The people of Holy Apostles and the Mediator are trailblazers in a field that is ripe for planting and growing. Aside from Holy Apostles, the Episcopal Church does not have a presence in West Philadelphia. We need to envision ways to support and uphold their ministry. Our brothers and sisters are the anchors, missionaries, and voices for spreading the Gospel message.
Please visit Holy Apostles. The congregation is joyous, welcoming, faithful and has the heart for ministry. Each time I am at Holy Apostles, I notice that everyone has a broad smile, a warm and welcoming embrace and specific attention to Christian hospitality. The elderly interact with young children. I have seen teens come in and speak to groups at a meeting. Parishioners go out into the street and invite people into the sacred space. The structures and grounds are beautiful and well maintained.
Two areas need we need to highlight - outreach and the sacred structure. Holy Apostles can host a variety of community and diocesan activities. If you have a meeting, a community event, or a place to engage the seeker - please consider using Holy Apostles. The impact on the surrounding community and the congregation will be transformative. The physical structure and sacred spaces stand as a beacon of hope and light. From this sanctuary and grounds - ministry is occurring. A full sized basketball court provides recreational opportunities for the neighborhood and youth programs. There exists the great potential for a variety of artistic performances (the area has a strong history of music venues). Holy Apostles can accommodate a variety of needs. The congregation is ready and prepared for healthy and dynamic growth.
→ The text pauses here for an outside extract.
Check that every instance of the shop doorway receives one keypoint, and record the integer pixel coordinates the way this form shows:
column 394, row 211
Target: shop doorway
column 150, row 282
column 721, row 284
I am inspired each time I visit Holy Apostles. The outreach is moving, and the congregation walks the journey with the neighborhood. As with many of our congregations, the Offices of the Diocese will work to support their ministry. Our collective vision is to grow this diocese by empowering our congregations for ministry. Finally, I cannot say enough about the beauty of the sanctuary. There is a sense of reverence when you enter a sanctuary. I believe Holy Apostles rivals the great cathedrals in New York. I will argue this point with all other dioceses - we have the most beautiful places of worship. Saying that, if you have not seen the baptismal font at Holy Apostles, it is one of a kind and unlike any other in the country. Take a drive to West Philadelphia. Come in and speak to the people of this beautiful church. Spend time with Fr. Chuck, and you will experience his passion for the Gospel. You will find a beautiful, loving and spiritual community. Holy Apostles and the Mediator is growing, building and beginning the next chapter in their history. It is giving life and in the process - changing lives.
An extraordinary day at Holy Apostles. I am blessed to serve as your Bishop. I give thanks for you each day. The following churches are next on the blog schedule. The Historic African Episcopal Church of St. Thomas, St. Mary’s Hamilton Village and Christ Church Ithan.